Amal und ich stehen seit Jahren in Kontakt. Wir sind entfernt miteinander verwandt. Sie ist blind und lebt mit ihrer Familie im Westjordanland. Die ersten sechs Schuljahre besuchte sie ein Internat für blinde Kinder. Anschließend wechselte sie auf eine Regelschule und machte dort ihr Abitur, gefolgt von einem Studium für Englisch. Den Umgang mit dem PC hat sie sich selbst beigebracht, um mit anderen Menschen in Kontakt zu kommen und sich Wissen anzueignen. Einen Job konnte sie in den letzten Jahren nicht finden. Ihr größtes Hobby ist das Singen. Außerdem spielt sie ein bisschen Klavier.

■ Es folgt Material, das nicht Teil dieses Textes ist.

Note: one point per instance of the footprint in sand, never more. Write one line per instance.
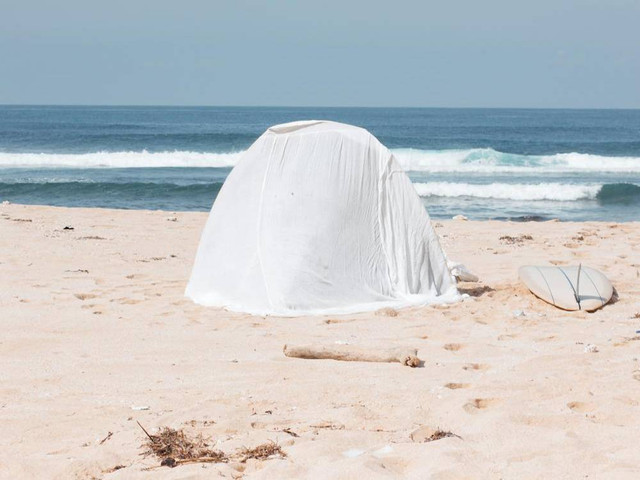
(477, 404)
(582, 407)
(456, 386)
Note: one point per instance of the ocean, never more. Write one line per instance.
(518, 164)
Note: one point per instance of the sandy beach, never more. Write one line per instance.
(97, 335)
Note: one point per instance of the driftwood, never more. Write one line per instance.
(349, 353)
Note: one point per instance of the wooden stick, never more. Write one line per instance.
(349, 353)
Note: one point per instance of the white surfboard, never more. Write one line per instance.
(561, 287)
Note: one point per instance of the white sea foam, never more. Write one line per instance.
(487, 160)
(142, 159)
(563, 192)
(477, 160)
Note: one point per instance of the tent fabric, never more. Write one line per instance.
(318, 218)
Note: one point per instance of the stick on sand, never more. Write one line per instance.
(349, 353)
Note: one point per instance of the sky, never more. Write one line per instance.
(405, 53)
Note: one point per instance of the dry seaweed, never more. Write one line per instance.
(439, 434)
(520, 239)
(261, 452)
(175, 447)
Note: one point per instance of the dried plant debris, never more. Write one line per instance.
(439, 434)
(175, 447)
(519, 240)
(262, 452)
(427, 434)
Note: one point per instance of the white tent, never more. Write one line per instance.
(318, 217)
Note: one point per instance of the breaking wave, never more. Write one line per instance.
(480, 160)
(560, 192)
(487, 160)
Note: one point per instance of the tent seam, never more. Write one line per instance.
(259, 229)
(381, 180)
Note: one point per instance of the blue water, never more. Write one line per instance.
(483, 163)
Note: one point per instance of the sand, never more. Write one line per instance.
(95, 327)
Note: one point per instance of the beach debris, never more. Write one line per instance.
(349, 353)
(353, 452)
(328, 426)
(174, 447)
(519, 240)
(381, 452)
(462, 273)
(426, 434)
(261, 452)
(115, 468)
(590, 348)
(91, 237)
(386, 312)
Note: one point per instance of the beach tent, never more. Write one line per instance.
(318, 217)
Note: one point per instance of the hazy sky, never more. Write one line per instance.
(446, 53)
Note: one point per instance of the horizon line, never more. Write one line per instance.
(302, 106)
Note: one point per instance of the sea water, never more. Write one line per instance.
(484, 163)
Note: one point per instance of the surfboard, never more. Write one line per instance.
(561, 287)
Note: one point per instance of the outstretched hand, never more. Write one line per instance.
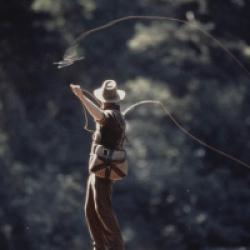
(76, 89)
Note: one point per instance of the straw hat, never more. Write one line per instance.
(108, 92)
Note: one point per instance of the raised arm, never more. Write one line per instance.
(93, 109)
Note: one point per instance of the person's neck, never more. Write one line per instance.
(110, 106)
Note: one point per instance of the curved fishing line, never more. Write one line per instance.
(66, 59)
(185, 131)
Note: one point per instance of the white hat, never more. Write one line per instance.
(108, 92)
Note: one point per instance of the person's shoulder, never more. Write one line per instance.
(113, 114)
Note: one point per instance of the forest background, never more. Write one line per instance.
(178, 195)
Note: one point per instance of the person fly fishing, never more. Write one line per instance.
(107, 164)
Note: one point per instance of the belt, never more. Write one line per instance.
(107, 153)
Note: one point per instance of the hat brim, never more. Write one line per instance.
(120, 96)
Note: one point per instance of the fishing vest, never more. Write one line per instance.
(107, 157)
(111, 131)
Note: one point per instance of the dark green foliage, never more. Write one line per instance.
(178, 195)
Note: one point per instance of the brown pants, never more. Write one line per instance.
(100, 217)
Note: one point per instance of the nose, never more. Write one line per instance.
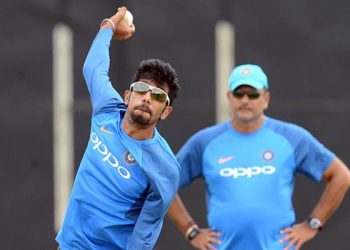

Im letzten Herbst habe ich sie eingeladen uns hier in Deutschland zu besuchen. Ich wollte mehr über diese junge Frau und ihre Lebensweise wissen. Und ich wollte meinen Kindern, die hier in Deutschland groß geworden sind, Gelegenheit geben sich mit der arabischen Kultur auseinanderzusetzen. Und ich wollte ihr ein bisschen von dem Wissen weitergeben, das mir geholfen hat ein selbstbestimmtes Leben als blinde Frau zu führen.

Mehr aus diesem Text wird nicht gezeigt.